As a non-Canadian, when you think ‘Canada’ many wild and wonderful things come to mind. Largely the legendary outdoors, forests, hiking, nature.
But you can be forgiven for forgetting all of this and more, when living in Toronto. Now I get that Toronto is a city and not The Muskokas, but it is still seriously lacking green, open spaces, often found in other major cities, such as London, England or Paris, France.
In fact, it’s pretty remarkable that such a new city has lacked the foresight of urban planning, which if done correctly, would help make Toronto look and feel more balanced and less concrete jungle. But fear not, you don’t have to sit back and watch another condo shoot in-to the air. There are plenty of ways for you to get your voice heard so that Toronto can indeed, be more green.
Before I get too many backs up, I do need to acknowledge that there are a number of beautiful open spaces in Toronto. Take Trinity Bellwoods for instance. This park has a tonne on offer, from tennis to hockey, dog parks to picnics. Take your pick in this community hub and enjoy restoring your inner-calm.
However, if you’re living in the outer suburbs, then good luck.
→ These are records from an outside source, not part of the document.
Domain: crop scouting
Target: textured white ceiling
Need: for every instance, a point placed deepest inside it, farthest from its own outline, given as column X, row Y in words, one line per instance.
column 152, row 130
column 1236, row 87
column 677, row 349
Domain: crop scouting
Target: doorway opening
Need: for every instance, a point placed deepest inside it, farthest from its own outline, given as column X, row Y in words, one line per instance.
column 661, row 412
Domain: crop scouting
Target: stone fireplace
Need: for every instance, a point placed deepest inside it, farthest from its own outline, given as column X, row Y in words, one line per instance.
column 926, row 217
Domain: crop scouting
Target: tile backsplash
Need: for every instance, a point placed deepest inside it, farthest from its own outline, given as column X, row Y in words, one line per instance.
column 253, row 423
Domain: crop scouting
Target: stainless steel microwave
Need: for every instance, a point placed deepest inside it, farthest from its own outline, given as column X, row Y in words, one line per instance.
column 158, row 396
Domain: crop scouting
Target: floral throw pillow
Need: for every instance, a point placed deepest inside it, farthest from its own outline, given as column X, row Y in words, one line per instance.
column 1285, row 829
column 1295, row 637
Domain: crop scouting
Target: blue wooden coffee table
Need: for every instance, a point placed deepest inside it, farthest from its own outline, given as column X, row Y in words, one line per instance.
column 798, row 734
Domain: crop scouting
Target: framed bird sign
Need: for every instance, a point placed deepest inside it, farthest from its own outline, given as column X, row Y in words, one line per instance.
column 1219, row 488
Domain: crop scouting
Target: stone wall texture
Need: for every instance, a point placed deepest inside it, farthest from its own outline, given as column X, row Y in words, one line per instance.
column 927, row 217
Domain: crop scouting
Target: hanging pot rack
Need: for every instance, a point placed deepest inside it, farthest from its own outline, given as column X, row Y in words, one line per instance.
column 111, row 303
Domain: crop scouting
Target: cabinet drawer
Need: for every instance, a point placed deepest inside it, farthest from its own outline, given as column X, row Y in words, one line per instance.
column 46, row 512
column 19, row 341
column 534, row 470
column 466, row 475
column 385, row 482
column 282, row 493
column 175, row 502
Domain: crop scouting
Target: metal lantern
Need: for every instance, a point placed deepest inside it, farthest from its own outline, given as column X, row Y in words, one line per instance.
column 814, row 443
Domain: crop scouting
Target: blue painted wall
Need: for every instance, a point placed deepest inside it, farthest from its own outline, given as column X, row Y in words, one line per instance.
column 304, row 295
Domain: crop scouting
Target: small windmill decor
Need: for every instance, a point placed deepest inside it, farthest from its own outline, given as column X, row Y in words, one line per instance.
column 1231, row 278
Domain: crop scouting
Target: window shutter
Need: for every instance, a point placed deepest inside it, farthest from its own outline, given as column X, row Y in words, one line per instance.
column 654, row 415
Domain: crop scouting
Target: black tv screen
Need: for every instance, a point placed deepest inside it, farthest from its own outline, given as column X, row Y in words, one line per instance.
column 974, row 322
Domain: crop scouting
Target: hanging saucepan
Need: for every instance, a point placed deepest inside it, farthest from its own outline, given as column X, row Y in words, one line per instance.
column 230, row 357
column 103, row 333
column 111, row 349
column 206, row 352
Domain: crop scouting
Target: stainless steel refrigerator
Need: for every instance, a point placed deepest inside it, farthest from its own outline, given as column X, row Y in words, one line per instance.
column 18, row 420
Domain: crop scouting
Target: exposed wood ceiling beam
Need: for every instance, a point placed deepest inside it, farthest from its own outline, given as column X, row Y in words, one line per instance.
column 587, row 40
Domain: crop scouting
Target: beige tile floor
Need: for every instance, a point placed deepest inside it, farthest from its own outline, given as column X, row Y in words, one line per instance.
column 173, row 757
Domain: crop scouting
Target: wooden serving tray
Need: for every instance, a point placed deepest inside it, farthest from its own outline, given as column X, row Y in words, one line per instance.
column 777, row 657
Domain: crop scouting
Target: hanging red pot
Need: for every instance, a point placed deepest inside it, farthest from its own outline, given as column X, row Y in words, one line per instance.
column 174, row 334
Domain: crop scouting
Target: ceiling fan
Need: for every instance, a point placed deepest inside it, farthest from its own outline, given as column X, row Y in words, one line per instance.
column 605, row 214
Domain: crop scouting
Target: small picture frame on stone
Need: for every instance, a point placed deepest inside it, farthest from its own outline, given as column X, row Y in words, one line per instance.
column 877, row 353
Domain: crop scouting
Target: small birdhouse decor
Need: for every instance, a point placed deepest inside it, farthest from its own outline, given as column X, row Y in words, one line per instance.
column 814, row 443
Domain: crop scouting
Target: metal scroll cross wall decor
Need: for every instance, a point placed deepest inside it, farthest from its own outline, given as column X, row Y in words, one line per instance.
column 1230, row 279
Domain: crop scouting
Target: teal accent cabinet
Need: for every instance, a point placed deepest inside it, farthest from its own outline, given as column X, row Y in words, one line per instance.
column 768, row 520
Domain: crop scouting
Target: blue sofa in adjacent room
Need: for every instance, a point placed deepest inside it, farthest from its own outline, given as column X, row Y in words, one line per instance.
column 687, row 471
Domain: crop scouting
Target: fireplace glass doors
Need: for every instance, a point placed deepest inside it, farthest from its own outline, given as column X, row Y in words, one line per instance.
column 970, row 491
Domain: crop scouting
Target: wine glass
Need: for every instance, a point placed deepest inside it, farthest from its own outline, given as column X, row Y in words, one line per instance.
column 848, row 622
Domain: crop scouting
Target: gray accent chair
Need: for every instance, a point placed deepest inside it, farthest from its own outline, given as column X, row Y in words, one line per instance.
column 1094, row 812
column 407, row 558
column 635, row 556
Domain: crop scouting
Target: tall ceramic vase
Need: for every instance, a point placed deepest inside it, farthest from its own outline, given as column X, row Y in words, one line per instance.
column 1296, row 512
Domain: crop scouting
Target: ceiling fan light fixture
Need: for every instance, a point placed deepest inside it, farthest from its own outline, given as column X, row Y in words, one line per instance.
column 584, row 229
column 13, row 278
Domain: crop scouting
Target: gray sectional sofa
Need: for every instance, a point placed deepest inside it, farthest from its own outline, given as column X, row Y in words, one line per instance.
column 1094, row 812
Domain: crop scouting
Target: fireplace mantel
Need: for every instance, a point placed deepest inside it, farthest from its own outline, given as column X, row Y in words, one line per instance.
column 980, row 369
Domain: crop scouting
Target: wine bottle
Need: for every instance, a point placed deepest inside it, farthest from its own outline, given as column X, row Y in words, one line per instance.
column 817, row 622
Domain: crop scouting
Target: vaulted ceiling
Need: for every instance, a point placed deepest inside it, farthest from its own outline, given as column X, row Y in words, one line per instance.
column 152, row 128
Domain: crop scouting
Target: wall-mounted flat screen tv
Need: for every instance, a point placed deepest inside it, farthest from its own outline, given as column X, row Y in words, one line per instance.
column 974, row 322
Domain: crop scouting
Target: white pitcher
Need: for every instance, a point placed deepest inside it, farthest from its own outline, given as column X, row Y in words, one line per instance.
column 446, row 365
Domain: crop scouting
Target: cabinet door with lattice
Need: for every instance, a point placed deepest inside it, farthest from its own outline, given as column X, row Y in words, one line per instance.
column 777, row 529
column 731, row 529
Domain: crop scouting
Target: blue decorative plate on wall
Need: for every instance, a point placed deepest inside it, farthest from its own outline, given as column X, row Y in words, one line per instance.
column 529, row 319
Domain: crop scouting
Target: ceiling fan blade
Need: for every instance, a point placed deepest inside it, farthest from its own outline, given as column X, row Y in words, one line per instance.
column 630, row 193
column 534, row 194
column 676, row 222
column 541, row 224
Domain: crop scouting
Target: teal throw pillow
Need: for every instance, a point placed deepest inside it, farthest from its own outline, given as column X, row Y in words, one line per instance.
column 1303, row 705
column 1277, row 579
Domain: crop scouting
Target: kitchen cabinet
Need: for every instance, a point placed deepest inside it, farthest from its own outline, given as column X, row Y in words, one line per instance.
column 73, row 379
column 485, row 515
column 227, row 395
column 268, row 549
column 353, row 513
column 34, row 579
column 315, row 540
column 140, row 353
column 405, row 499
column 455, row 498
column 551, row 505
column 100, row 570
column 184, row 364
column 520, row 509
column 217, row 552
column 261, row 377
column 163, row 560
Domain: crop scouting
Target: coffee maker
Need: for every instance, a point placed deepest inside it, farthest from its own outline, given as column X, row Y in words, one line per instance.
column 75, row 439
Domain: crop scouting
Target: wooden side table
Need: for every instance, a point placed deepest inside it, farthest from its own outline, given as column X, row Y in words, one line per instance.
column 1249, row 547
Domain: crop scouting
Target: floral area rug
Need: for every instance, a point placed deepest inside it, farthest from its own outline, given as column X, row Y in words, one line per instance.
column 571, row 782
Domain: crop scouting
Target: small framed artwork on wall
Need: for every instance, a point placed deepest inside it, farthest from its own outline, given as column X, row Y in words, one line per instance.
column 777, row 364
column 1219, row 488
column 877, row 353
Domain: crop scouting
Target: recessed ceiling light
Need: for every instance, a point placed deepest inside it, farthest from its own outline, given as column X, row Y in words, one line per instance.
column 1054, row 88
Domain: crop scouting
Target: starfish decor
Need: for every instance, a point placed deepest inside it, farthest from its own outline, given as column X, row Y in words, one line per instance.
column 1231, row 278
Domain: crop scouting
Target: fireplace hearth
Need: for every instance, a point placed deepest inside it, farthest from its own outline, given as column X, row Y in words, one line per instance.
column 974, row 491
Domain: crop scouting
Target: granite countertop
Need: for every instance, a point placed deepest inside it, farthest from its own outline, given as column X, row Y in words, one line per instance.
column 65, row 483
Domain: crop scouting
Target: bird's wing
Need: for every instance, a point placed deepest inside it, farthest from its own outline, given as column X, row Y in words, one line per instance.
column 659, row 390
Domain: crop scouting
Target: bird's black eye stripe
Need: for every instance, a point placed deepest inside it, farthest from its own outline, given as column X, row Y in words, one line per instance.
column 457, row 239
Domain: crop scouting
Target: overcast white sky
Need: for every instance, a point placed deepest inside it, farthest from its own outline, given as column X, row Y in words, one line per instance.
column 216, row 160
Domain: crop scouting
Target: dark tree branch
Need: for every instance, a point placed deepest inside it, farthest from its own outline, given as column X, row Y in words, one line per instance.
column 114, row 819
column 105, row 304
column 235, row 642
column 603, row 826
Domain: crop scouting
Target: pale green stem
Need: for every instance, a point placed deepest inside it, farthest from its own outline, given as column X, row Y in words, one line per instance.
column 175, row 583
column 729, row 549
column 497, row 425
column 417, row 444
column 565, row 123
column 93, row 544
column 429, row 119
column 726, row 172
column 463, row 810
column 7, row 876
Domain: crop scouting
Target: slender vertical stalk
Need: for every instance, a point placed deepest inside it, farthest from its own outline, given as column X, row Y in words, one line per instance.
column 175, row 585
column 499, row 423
These areas lack the same kinds of green space amenities, often found in the city’s central areas. If you are living in a higher density area, with decade old city planning strategies, then you’re probably missing out.
What to do? Get involved in your community and be the change so that Toronto can get closer to being a green, liveable city that nurtures creativity and opportunity for all.
How-to? Connect with City Planning and find out how you can get involved and make a difference, locally. Really passionate and want to go one step further? Your City Chief Planner and Executive Director, Jennifer Keesmaat, invites you to take part in shaping your city by inviting you to attend various events; from the Chief Planner round table to Toronto of the Future at Metro Hall. To find out more about how you can be the change, visit City Planning or check out Jennifer’s informative blog Own Your City on the range of issues affecting Toronto.
There really are no excuses for not getting involved in shaping your city. A great example already in the works are Linear Parks – the idea is to link underutilized green spaces and connect these to communities. The hydro corridor in Earlscourt Park to Spadina road is just one project which Torontonians are hoping to transform into a linear park called the Green Line. 
If this takes off, the Green Line would connect a number of neighbourhoods, plus nine city parks.
That’s a lot of green space.
If you’re feeling disgruntled at the lack of open space, then I hope this piece has inspired you to be the change so that you may help make this great city, even greater.